Faltando 60 km para o final, Valmir sentiu dores estomacais e o desgaste do forte calor. Vomitou várias vezes, intercalava corrida com caminhadas para tentar a recuperação, mas não abandonou a corrida, completando o trajeto em 25 horas 30 minutos e 35 segundos. O vencedor, com 23h28min24s, foi o austríaco Marcus Thalman, que em 2001ficou em 5º lugar (quando o brasileiro foi o campeão) e ano passado foi o vice, com 23h28min24s.
Os dois correram próximos por mais da metade da prova até que Valmir passou mal. cheguei a sentar de tanta dor que senti, mas tinha na mente que não iria desistir. Pensei muito na minha família, nos amigos, patrocinadores. O psicológico é fundamental nessas horas e tenho experiência em ultramaratonas desde 1990, disse Valmir, por telefone, antes de ir para o hospital. Vale destacar que o brasileiro continua sendo o 2º corredor mais rápido nos 21 anos da prova. Em 2001, ele venceu com o tempo de 23h18min.
Esta foi a 3ª prova internacional de longa distância feita por Valmir num período de apenas seis meses. Em abril, em Taiwan, ele venceu Soochow University Endurance Race, uma prova de 24 horas, onde garantiu a incrível marca de 273 quilômetros 823 metros, equivalente a 6,5 maratonas, sem parar, sendo a melhor marca das Américas neste tipo de disputa. Um mês depois, voltou a vencer nas 24 Horas da Suíça, com 241 km completados. É muita corrida para um período tão curto. O corpo fica debilitado, cansado. Senti o desgaste, completou o corredor, que mora e treina em Santos.
A Spartathlon é realizada entre Atenas e Sparta e só atletas que têm seus currículos previamente aprovados participam. A prova tem um grande apelo emocional, por ser baseada na antiga descrição de Herodotus sobre a história do mensageiro e soldado grego, Pheidippides, que correu durante um dia inteiro para buscar reforços, durante a Guerra entre gregos e persas, em 490 AC, dando origem à Maratona e ao Atletismo.

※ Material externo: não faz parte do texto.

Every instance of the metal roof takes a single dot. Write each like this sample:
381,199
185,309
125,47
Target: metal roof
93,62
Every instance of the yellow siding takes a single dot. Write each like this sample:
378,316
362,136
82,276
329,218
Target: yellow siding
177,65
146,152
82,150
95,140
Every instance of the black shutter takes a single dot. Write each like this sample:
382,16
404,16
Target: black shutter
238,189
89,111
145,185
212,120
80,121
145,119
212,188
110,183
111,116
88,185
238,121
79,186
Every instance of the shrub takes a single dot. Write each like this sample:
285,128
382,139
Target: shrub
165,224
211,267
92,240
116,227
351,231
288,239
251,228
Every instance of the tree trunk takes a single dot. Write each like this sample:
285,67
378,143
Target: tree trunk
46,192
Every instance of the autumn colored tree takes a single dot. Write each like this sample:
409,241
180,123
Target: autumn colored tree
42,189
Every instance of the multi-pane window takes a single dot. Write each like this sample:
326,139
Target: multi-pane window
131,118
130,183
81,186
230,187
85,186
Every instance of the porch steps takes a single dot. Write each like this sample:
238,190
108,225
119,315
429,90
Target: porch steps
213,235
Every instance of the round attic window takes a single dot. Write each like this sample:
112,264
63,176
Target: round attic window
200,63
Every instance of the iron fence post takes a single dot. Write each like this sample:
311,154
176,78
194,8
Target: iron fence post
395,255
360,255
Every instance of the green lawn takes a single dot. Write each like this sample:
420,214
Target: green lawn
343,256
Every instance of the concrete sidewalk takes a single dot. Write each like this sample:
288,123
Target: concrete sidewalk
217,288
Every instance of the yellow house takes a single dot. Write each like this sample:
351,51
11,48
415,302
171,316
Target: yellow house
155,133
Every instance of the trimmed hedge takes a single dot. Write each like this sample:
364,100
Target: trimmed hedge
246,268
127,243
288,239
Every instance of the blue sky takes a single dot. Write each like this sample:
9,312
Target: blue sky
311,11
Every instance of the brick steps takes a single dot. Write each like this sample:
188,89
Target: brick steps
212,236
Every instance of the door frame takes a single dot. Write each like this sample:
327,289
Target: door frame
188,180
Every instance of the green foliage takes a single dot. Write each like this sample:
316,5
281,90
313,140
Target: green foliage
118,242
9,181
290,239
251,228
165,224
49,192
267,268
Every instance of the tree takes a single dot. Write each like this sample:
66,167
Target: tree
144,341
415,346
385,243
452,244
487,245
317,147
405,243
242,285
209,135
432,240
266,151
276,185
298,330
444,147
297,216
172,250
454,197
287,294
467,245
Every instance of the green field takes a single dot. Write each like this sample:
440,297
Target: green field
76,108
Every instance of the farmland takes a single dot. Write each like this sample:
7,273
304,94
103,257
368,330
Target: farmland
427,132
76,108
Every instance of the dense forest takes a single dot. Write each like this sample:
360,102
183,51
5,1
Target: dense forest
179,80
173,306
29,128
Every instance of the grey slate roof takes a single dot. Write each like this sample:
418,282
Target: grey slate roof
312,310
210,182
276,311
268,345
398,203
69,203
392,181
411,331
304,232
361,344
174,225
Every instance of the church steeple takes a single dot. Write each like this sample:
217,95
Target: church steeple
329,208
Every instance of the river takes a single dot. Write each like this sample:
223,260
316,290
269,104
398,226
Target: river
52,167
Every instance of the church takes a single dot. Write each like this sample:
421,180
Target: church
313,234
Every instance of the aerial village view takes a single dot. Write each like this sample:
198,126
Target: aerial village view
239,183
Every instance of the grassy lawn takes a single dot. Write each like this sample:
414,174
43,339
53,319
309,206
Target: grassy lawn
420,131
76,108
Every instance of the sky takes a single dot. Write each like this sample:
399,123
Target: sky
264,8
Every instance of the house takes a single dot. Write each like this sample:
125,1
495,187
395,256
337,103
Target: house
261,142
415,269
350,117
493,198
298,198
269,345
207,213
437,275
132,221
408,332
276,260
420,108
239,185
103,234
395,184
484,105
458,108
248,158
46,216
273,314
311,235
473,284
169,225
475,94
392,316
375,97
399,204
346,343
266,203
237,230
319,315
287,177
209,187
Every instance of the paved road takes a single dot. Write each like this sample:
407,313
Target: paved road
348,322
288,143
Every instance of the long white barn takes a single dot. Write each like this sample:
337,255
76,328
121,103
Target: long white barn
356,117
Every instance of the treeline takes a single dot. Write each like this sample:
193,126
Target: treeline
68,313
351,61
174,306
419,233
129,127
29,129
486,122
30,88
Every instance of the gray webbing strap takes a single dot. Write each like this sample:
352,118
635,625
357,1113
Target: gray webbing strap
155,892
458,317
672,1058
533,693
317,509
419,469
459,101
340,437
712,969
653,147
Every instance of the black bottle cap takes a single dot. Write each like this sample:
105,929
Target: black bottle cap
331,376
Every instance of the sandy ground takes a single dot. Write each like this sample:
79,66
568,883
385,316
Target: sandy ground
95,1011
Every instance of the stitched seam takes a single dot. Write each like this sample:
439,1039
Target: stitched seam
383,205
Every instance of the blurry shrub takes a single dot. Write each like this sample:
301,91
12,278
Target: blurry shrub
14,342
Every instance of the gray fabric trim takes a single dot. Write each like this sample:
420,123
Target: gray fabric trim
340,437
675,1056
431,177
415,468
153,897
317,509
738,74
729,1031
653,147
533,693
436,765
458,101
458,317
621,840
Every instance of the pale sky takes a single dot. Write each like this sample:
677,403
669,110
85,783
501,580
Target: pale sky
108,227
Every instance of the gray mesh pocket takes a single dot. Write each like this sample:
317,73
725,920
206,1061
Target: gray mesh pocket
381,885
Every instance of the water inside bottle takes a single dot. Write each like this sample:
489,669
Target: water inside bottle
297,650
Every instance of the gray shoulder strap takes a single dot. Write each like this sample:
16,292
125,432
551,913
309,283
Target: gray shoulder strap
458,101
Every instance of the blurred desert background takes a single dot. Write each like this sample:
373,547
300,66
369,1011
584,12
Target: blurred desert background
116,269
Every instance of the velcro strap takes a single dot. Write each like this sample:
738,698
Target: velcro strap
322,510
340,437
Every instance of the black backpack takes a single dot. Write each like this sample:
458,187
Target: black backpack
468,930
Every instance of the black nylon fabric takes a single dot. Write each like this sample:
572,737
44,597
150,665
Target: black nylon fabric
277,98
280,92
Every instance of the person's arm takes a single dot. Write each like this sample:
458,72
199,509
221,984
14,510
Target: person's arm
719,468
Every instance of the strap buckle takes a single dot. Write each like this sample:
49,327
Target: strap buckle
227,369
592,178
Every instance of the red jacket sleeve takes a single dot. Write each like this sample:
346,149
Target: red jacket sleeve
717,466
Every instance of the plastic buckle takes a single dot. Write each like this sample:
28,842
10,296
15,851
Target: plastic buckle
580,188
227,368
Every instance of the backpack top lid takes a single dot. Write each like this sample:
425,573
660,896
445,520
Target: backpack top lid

Além da distância, a disputa apresenta vários obstáculos naturais. A largada é feita no nível do mar e os atletas alcançam mais de 1.200 metros de altitude. A temperatura é outro fator determinante, variando de 9 a 36 graus. Um dos pontos mais duros do trajeto é a Montanha de Parthenio. A inclinação é chamada de traiçoeira, com muitas rochas pelo caminho.